Ingenuidade lá, ingenuidade cá?
Algo de bastidor
Nos idos de 2017, com uma Operação Lava Jato ainda reputada e com Sergio Moro ainda juiz, eram rotina as reprises dos Tropa de Elite 1 e 2. Eventualmente, quase simultâneas. Formulava-se assim, em ultrapassado Trombohne da época, a conjectura:
“Era já o final do filme, o Capitão Nascimento iniciando a subida do morro para encontrar o traficante. Mais um pouco, com o meliante já rendido e baleado, Nascimento dirá para o recruta que treinava para substituí-lo no Bope: ‘Passa que é teu’. (…) é inevitável perceber como José Padilha foi feliz ao captar, antecipadamente, um componente que transborda no atual humor do país. Vale tudo para pegar bandido. (…) não foram poucos os relatos de salas de cinema em que palmas pipocaram e salves foram brandidos quando o Capitão Nascimento, já em cargo de confiança, dá uns sopapos em um deputado. Às vezes, pergunto-me se os filmes do Padilha, em vez de retratar, não teriam, em alguma medida, moldado o humor de boa parte (da classe média) da nação. (…) A questão é que, no Brasil, é comum que se entendam as coisas erroneamente. Nossa consciência cívica beira a inexistência. Vale lembrar: como o Capitão Nascimento descobre onde está o Baiano? Através da detenção preventiva de um morador da favela que guardava um suspeito tênis no armário e que, por isso, é levado a depor e, em seguida, a firmar um acordo de delação premiada. Depois de meia dúzia de tabefes, ele tem a cabeça inserida um par de vezes em um saco plástico. Ainda assim, não abre o bico. Vem uma vassoura e, então, a delação premiada. (…) Nesse Brasil que não pede clemência, nem que se preserve qualquer coisa para as exéquias da nação, a não ser o privilégio de grupos isolados, gostaria de saber quem está hoje dizendo ‘Passa que é teu’.”

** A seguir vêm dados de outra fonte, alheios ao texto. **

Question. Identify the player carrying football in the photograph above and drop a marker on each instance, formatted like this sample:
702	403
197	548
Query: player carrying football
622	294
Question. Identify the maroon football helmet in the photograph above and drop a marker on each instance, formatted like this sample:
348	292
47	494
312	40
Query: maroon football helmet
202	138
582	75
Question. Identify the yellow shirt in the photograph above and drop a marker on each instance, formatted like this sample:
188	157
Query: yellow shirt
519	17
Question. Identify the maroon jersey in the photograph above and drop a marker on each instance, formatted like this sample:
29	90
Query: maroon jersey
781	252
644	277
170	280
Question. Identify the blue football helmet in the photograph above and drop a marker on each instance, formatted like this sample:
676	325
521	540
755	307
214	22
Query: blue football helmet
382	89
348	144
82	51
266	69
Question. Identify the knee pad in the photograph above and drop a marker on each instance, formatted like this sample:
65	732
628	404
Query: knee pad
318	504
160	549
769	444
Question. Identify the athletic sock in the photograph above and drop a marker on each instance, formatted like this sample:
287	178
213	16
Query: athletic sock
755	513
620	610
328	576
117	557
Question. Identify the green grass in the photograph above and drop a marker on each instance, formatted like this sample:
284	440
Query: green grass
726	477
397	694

Não exatamente nesses termos, Wagner Moura foi perguntado a respeito no Roda Viva. Elegantemente, referiu-se à polissemia do trabalho artístico e à trajetória de José Padilha até então para dizer que não fizera um filme “fascista”.

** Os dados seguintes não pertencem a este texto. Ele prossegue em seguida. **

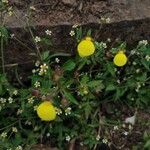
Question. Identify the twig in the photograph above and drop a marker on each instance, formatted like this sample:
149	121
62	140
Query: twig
2	55
99	130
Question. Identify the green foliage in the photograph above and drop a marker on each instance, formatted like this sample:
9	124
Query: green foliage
77	87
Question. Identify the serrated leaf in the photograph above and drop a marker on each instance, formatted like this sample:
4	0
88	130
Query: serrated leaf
47	41
146	64
111	69
45	55
110	87
70	97
95	83
69	65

O mais polissêmico disso tudo? Onde está e o que anda hoje fazendo Sergio Moro.
Ou seria justamente (ui) o menos polissêmico disso tudo?
Podemos, ainda podemos.
L.O.V. Leia Ouça Veja
Algum bem-intencionado resolve outra vez dizer que uma pequena parcela da fortuna de um bilionário qualquer resolveria a fome do mundo. A resposta do bilionário, que por acaso é o Elon Musk? “Diga como e eu faço isso agora.” Mais não é preciso.
Playlist Condizente 44 21
Há Tempos — Legião Urbana
“Disciplina é liberdade. Compaixão é fortaleza. Ter bondade é ter coragem.”
Dom de Iludir — Gal Costa
“Não me olhe como se a polícia andasse atrás de mim.”
A Montanha Mágica — Legião Urbana
“O que temos é o que nos resta, e estamos querendo demais.”
In the Air Tonight — Phil Collins
“Well, I was there and I saw what you did.”
Na série “Sonoras que Condensam a Vida”
“Em países com carências como a nossa, vale a pena a gente fazer programas sociais. É o melhor uso de uma pequena parcela do dinheiro. E custa pouco. E não tenham dúvida, o melhor programa social é botar o dinheiro no bolso de quem precisa. De preferência, se for uma mulher, a chefe de família.”
André Esteves, dono do banco de investimentos BTG Pactual
Last but not least…
O chato do Português
“Se a gente puder fazer uma pequena transferência de renda para aqueles que não tiveram o privilégio de terem educação, de terem acesso, eu acho que traz uma enorme paz social para a sociedade. Tem muito ‘Faria Limer’ que ‘Pô, Bolsa Família, que absurdo, coisa de PT.’ Na verdade, não é nada disso.”